Pierre le Vénérable nourrissait également une prédilection pour l’activité littéraire et en possédait le talent. Il notait ses réflexions, persuadé de l’importance d’utiliser la plume comme une sorte de charrue « pour semer sur le papier la semence du Verbe » (Ep. 20, p. 38). Même s’il ne fut pas un théologien systématique, ce fut un grand explorateur du mystère de Dieu. Sa théologie plonge ses racines dans la prière, notamment liturgique, et parmi les mystères du Christ, sa prédilection allait à la Transfiguration, dans laquelle se préfigure déjà la Résurrection. C’est lui qui introduisit cette fête à Cluny, en composant pour elle un office spécial, où se reflète la piété théologique caractéristique de Pierre et de l’Ordre de Cluny, tout entière tendue à la contemplation du visage glorieux (gloriosa facies) du Christ, en y trouvant les raisons de cette joie ardente que distingue son esprit et rayonne dans la liturgie du monastère.

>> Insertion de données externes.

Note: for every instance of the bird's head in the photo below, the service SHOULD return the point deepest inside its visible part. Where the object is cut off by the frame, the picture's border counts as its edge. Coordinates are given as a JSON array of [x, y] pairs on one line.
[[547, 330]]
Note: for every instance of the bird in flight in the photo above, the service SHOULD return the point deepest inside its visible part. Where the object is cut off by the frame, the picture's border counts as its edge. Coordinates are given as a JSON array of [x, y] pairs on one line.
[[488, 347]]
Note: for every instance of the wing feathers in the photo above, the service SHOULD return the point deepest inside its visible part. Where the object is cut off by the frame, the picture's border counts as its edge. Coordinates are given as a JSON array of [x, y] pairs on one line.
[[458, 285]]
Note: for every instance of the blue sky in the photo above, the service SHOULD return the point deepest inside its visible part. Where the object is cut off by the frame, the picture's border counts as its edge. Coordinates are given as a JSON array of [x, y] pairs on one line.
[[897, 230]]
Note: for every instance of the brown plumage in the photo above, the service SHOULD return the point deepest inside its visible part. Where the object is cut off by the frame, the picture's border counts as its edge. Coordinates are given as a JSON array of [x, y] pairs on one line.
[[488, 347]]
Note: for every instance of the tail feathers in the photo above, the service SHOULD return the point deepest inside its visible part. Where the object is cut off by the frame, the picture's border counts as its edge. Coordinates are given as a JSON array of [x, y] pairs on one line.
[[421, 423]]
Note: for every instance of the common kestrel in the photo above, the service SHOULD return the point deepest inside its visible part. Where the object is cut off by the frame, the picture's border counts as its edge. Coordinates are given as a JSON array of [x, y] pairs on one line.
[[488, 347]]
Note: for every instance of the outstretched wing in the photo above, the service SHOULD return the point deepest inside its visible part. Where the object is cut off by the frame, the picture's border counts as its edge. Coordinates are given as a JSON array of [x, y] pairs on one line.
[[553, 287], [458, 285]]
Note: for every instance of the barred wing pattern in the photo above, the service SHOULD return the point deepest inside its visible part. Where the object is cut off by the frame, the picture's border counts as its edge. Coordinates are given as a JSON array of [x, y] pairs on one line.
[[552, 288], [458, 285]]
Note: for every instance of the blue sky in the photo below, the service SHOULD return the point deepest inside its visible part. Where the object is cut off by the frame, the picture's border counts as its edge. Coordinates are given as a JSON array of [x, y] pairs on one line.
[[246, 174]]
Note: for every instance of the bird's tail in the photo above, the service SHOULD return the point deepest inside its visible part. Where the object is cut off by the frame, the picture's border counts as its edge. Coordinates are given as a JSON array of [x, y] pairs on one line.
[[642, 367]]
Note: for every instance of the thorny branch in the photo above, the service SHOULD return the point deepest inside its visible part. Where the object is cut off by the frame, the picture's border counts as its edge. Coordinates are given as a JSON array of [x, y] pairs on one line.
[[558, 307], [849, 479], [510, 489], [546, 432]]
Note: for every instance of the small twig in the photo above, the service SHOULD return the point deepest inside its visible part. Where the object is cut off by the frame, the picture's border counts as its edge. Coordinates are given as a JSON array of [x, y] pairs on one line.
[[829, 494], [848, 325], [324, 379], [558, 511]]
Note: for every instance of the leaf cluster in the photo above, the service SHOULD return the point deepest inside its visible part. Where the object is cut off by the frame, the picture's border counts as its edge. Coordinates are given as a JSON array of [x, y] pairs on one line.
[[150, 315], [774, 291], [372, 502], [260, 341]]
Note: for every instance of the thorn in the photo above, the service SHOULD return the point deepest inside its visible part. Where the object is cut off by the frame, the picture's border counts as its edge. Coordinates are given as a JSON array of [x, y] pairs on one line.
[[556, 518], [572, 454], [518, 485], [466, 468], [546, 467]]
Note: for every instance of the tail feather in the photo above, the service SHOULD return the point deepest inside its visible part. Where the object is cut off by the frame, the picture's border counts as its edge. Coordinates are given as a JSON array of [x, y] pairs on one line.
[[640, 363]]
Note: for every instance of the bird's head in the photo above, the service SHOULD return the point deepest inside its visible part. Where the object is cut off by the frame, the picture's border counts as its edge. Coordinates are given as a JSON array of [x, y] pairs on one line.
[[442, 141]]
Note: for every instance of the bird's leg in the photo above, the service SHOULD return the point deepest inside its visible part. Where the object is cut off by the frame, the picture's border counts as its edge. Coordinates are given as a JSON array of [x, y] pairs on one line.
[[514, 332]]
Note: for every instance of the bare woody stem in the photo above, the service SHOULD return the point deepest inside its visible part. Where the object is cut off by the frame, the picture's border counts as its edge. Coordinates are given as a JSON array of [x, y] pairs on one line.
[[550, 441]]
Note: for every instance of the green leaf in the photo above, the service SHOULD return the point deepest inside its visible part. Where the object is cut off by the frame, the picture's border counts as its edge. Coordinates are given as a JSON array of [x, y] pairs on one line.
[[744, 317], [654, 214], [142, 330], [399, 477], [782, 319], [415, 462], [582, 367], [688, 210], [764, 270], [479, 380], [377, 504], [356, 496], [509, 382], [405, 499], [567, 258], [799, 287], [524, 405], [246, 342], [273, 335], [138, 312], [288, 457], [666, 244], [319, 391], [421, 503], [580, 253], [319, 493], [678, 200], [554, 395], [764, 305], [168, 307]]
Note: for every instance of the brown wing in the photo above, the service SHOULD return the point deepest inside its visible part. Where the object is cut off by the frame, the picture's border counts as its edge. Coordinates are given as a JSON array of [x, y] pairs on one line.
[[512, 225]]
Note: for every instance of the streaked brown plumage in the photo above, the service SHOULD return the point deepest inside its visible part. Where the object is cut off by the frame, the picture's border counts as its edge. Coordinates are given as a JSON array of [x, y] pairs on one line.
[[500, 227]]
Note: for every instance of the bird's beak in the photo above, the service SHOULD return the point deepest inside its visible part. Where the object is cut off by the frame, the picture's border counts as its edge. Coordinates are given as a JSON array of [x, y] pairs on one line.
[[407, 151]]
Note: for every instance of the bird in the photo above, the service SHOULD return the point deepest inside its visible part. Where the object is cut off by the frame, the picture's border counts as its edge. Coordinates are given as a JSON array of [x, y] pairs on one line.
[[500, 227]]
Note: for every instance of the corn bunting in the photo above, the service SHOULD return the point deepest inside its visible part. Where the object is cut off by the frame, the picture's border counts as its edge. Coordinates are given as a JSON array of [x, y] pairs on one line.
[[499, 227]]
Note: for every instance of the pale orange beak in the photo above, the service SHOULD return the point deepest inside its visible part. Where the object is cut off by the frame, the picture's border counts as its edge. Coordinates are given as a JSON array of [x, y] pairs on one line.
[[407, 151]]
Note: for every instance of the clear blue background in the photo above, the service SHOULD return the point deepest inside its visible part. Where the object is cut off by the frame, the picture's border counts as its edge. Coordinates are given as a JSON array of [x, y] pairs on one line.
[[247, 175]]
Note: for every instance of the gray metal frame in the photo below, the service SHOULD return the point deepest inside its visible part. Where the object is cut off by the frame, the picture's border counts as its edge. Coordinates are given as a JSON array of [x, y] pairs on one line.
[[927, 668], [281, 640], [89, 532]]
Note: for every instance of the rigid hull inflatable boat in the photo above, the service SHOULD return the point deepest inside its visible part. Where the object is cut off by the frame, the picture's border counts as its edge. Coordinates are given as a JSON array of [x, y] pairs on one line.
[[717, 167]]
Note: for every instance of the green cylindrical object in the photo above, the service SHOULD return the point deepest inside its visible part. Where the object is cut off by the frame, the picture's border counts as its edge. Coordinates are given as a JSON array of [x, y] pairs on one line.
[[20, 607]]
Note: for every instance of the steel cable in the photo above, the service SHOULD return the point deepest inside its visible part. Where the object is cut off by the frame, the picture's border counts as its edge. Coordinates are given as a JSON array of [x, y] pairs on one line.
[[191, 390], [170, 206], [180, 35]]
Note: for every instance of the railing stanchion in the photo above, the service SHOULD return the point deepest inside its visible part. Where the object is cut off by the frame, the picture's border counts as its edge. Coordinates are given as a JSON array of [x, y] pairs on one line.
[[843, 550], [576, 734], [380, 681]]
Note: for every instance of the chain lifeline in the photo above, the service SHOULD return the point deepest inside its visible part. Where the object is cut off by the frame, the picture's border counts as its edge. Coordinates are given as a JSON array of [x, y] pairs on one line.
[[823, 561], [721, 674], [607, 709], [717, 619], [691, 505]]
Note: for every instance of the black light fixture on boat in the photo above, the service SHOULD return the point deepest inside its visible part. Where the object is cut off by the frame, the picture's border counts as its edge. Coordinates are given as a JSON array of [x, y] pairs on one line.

Chers frères et sœurs, ce saint moine est assurément un grand exemple de sainteté monastique, nourrie aux sources de la tradition bénédictine. Pour lui l’idéal du moine consiste à « adhérer avec ténacité au Christ » (Ep. 53, l.c., p.161) dans une vie de clôture se distinguant par l' »humilité monastique » (ibid.) et le dévouement au travail (Ep. 77, l.c., p. 211), ainsi que par un climat de contemplation silencieuse et de louange permanente à Dieu. La première et la plus importante occupation du moine, selon Pierre de Cluny, est la célébration solennelle de l’office divin – « œuvre céleste et la plus utile de toutes » (Statuta, I, 1026) – qu’il faut accompagner par la lecture, la méditation, la prière personnelle et la pénitence observée avec discrétion (cf. Ep. 20, l.c., p. 40). De cette manière toute la vie résulte imprégnée d’un amour profond pour Dieu et d’amour pour les autres, un amour qui s’exprime dans l’ouverture sincère au prochain, dans le pardon, et dans la recherche de la paix. Nous pourrions dire, pour conclure, que si ce style de vie uni au travail quotidien constitue pour saint Benoît l’idéal du moine, celui-ci nous concerne tous également, il peut être, dans une large mesure, le style de vie du chrétien qui veut devenir un authentique disciple du Christ, caractérisé précisément par une forte adhésion au Christ, par l’humilité, par le dévouement au travail, par la capacité de pardon et de paix.